TOUT LE MONDE AIME JEANNE, Céline Devaux 2022, Laurent Laffitte, Marthe Keller (sentimental)@@
Tout le monde a toujours aimé Jeanne. Aujourd'hui, elle se déteste. Surendettée, elle doit se rendre à Lisbonne et mettre en vente l'appartement de sa mère disparue un an auparavant. À l'aéroport elle tombe sur Jean, un ancien camarade de lycée fantasque et quelque peu envahissant.
TELERAMA
Un premier film attachant, entre blues et fantaisie.

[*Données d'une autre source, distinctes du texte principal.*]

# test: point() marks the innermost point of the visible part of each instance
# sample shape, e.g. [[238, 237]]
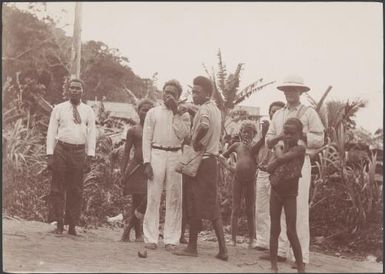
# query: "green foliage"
[[344, 197], [39, 46], [25, 180]]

Quelle agilité ! Scénariste, réalisatrice mais aussi dessinatrice, une jeune femme qui jongle avec les talents signe ce premier film où elle nous raconte sur tous les tons et sous toutes les coutures une drôle d’héroïne, jouée par cette drôle de Blanche Gardin. Quasiment femme de l’année, Jeanne passe à la télé pour les machines dépolluantes qu’elle destine aux océans, et qui vont faire plouf ! Pratiquement ruinée et poursuivie par sa petite voix intérieure qui lui dit qu’elle a raté sa vie, la visionnaire de la lutte contre les microplastiques part à Lisbonne pour vendre l’appartement de sa mère, qui s’était suicidée après l’avoir appelée en vain. Ah, Jeanne !
Entre blues et fantaisie, un portrait très attachant se tisse, complice et tranchant à la fois. Une réplique bien envoyée, un plan sur une moue qui vaut son poids de solitude et d’abattement, un dessin joliment animé pour donner la parole aux tourments de l’âme : l’inventive Céline Devaux n’a pas choisi pour rien un personnage d’inventeuse. On sent chez cette cinéaste une envie d’expressivité nouvelle, de comédie moins balisée. Et quand Jeanne rencontre Jean (Laurent Lafitte), c’est le happening permanent avec cet ancien camarade de lycée à l’évidence pas encore tout à fait remis d’une « bouffée délirante » qui l’avait conduit aux urgences psychiatriques…
La facilité à varier les registres crée un climat sensible. La lumière et les couleurs vives de Lisbonne se mêlent à des angoisses qui s’accrochent. À travers la figure de la mère disparue, mais aussi en donnant une place à des enfants, le film nous parle d’une nostalgie précoce pour un passé où tout était simple. Davantage que cette vie d’adulte dont Jeanne s’échappe à travers un flirt formidablement adolescent. On a alors le sentiment de la perdre un peu. C’est parce qu’elle se trouve.